GHSA-26PP-8WGV-HJVM: HTTP Response Splitting via CRLF Injection in Hono's setCookie
Vulnerability ID: GHSA-26PP-8WGV-HJVM
CVSS Score: 5.3
Published: 2026-04-08
The Hono web framework contains a vulnerability in its cookie management utility that allows HTTP response splitting. The setCookie function fails to validate or sanitize user-supplied cookie names against control characters. If an application utilizes untrusted input to define a cookie name, an attacker can inject carriage return and line feed (CRLF) characters to manipulate the raw HTTP response headers.
TL;DR
Hono versions prior to 4.12.12 do not sanitize cookie names in the setCookie utility, leading to CRLF injection. Attackers can exploit this to inject arbitrary HTTP headers or split the response, provided the application uses dynamic user input for cookie names.
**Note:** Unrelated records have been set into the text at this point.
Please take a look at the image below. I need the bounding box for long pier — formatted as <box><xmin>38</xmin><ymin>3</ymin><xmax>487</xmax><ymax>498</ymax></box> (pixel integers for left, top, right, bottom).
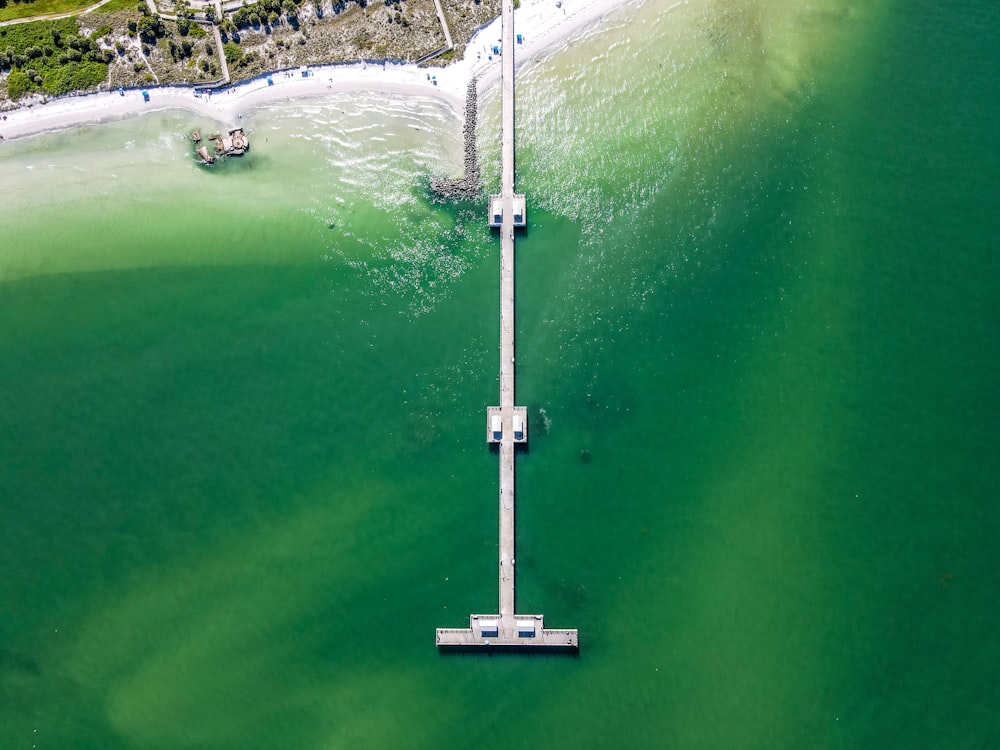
<box><xmin>436</xmin><ymin>0</ymin><xmax>579</xmax><ymax>651</ymax></box>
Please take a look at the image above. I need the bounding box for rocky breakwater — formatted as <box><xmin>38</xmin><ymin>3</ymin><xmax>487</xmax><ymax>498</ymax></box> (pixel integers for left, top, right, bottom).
<box><xmin>431</xmin><ymin>78</ymin><xmax>481</xmax><ymax>201</ymax></box>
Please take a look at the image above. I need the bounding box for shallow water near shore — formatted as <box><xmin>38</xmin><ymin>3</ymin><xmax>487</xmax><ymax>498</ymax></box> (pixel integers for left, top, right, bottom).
<box><xmin>0</xmin><ymin>0</ymin><xmax>1000</xmax><ymax>750</ymax></box>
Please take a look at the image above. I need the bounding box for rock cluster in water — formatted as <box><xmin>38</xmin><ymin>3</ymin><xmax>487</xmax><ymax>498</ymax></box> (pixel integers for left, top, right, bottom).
<box><xmin>431</xmin><ymin>78</ymin><xmax>480</xmax><ymax>200</ymax></box>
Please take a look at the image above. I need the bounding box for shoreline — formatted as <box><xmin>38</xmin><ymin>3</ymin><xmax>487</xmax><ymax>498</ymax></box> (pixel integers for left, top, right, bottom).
<box><xmin>0</xmin><ymin>0</ymin><xmax>635</xmax><ymax>144</ymax></box>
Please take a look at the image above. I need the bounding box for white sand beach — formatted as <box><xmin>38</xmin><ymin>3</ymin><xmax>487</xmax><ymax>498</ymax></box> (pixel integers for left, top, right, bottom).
<box><xmin>0</xmin><ymin>0</ymin><xmax>628</xmax><ymax>141</ymax></box>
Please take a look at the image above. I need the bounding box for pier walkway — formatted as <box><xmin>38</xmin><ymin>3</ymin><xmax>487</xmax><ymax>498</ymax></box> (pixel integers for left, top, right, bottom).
<box><xmin>437</xmin><ymin>0</ymin><xmax>578</xmax><ymax>650</ymax></box>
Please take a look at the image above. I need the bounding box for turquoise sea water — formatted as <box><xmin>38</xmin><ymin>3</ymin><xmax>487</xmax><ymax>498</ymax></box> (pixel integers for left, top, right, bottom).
<box><xmin>0</xmin><ymin>0</ymin><xmax>1000</xmax><ymax>750</ymax></box>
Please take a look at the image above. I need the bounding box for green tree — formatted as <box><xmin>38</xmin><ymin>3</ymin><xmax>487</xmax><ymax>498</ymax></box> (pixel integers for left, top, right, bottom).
<box><xmin>7</xmin><ymin>70</ymin><xmax>32</xmax><ymax>102</ymax></box>
<box><xmin>222</xmin><ymin>42</ymin><xmax>243</xmax><ymax>65</ymax></box>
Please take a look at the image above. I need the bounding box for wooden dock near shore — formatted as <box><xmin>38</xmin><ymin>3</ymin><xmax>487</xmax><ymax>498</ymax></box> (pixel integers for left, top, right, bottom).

Upgrading to version 4.12.12 resolves the vulnerability.
⚠️ Exploit Status: POC
Technical Details
- Vulnerability Type: HTTP Response Splitting / CRLF Injection
- CWE ID: CWE-113, CWE-93
- Affected Component: hono/cookie (setCookie utility)
- Exploit Status: Proof of Concept available
- CVSS Score: 5.3 (Moderate)
- Attack Vector: Network
Affected Systems
- Hono Web Framework
-
hono: < 4.12.12 (Fixed in:
4.12.12)
Code Analysis
Commit: a586cd7
Fix for invalid cookie name injection in setCookie
const _serialize = (name: string, value: string, opt: CookieOptions = {}): string => {
+ if (!validCookieNameRegEx.test(name)) {
+ throw new Error('Invalid cookie name')
+ }
Exploit Details
- Security Research: Demonstrates HTTP Response Splitting via injected Location header.
Mitigation Strategies
- Upgrade the framework package to a patched release.
- Validate all user input used to construct HTTP structures.
- Deploy WAF rules to detect and block CRLF injection patterns.
Remediation Steps:
- Run
npm install hono@latestto upgrade to version 4.12.12 or newer. - Audit application source code for calls to
setCookie()that use variable or dynamic data for the cookie name parameter. - Implement validation to enforce RFC 6265 token requirements on any dynamic cookie names.